Canonical has released Ubuntu 25.10, codenamed Questing Quokka, a short-term version supported for nine months, until July 2026.
It ships with Linux kernel 6.17, bringing early support for Intel TDX, enhanced ARM64 compatibility, and updated drivers for the latest Intel Arc “Battlemage” GPUs. The new kernel also introduces improved PCIe and IOMMU support for virtualization, as well as better RISC-V platform support.
The distribution moves to systemd v257.9 and, more importantly, replaces the long-used initramfs-tools with Dracut as the default initrd infrastructure on desktop editions. This change reduces boot complexity and adds native support for Bluetooth and NVMe-over-Fabrics in early userspace.
Another novelty is the inclusion of Rust Coreutils as the new default set of system utilities. They’re faster and safer, though traditional GNU Coreutils remain available for compatibility. Plus, Ubuntu 25.10 also introduces sudo-rs, a Rust reimplementation of the classic sudo
tool. It’s now the default, while the traditional C-based sudo remains available for compatibility.
Moreover, package management sees a big leap forward with APT 3.1, which introduces a smarter dependency solver and new apt why
commands for tracking install decisions.
Developers get refreshed toolchains across the board: GCC 15.2, Python 3.13, LLVM 20, Rust 1.85, and Golang 1.24. OpenJDK 21 remains the default, while LTS versions 25 and 17 continue to be supported. Zig 0.14.1 debuts in Ubuntu for the first time.
On the desktop, Ubuntu 25.10 now runs GNOME 49 and completely drops X.org, with the default session running exclusively on Wayland. The move aligns Ubuntu with upstream GNOME, which no longer supports X.org sessions. NVIDIA users benefit from working suspend-resume support in the proprietary driver.

Apart from that, two key applications have changed: Loupe replaces Eye of GNOME as the image viewer, and Ptyxis replaces GNOME Terminal. Fractional scaling is improved to reduce blur, and users can now set applications to auto-start after login.
Plus, the Security Center adds TPM-backed disk-encryption key management, while Ubuntu Insights replaces Ubuntu Report as the opt-in telemetry system with more transparent data controls.
On servers, this release replaces systemd-timesyncd
with Chrony as the default NTP daemon, using Ubuntu’s NTS servers by default. Container runtimes are refreshed—containerd 2.1.3, runC 1.3.0, and docker.io 28.2—while cloud-init 25.3 adds better Azure and EC2 support.
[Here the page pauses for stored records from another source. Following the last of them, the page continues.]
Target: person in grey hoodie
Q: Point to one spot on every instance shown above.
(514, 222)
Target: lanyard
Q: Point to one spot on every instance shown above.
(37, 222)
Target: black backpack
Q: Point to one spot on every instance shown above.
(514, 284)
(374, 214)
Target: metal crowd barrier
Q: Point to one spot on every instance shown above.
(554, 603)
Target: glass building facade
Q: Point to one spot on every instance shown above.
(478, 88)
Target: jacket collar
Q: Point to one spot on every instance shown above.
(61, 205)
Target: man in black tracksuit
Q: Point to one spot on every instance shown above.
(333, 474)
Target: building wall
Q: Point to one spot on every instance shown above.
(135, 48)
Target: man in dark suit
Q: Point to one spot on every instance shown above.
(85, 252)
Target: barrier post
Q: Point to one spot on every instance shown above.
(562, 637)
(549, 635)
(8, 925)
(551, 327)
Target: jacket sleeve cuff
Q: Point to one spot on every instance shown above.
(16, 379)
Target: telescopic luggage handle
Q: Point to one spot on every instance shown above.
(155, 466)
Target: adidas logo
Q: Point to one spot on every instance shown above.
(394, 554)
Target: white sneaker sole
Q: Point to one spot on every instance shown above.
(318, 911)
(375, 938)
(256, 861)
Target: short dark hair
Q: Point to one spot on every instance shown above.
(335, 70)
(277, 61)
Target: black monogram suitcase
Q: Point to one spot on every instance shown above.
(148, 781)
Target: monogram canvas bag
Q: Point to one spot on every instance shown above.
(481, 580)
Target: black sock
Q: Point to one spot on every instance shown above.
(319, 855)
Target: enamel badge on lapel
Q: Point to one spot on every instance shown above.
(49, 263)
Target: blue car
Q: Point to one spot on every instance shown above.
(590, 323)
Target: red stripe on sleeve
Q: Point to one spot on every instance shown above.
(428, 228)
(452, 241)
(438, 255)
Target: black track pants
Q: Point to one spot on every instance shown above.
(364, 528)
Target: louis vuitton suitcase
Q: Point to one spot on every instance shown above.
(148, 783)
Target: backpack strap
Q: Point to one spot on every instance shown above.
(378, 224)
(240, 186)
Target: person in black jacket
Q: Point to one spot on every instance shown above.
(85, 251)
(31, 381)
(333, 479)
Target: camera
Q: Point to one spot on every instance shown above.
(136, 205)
Popular server components such as Apache 2.4.64, Nginx 1.28, PHP 8.4.11, PostgreSQL 17.6, and MySQL 8.4 are included, along with newer versions of OpenSSH 10.0, Samba 4.22, and Strongswan 6.0.1.

Ubuntu 25.10 “Questing Quokka” is now available for desktop, server, and cloud platforms, along with official flavors such as Kubuntu, Xubuntu, Ubuntu MATE, Ubuntu Budgie, Ubuntu Cinnamon, Ubuntu Kylin, and Ubuntu Unity. The release will receive updates until July 2026, making it a short‑term release for users who like to stay on the cutting edge.
For more information, see the release notes. The official announcement is here.
Finally, if you’re running Ubuntu 25.04 and have your system set to notify you about all new releases—not just LTS ones—you’ll automatically be offered the upgrade to Ubuntu 25.10.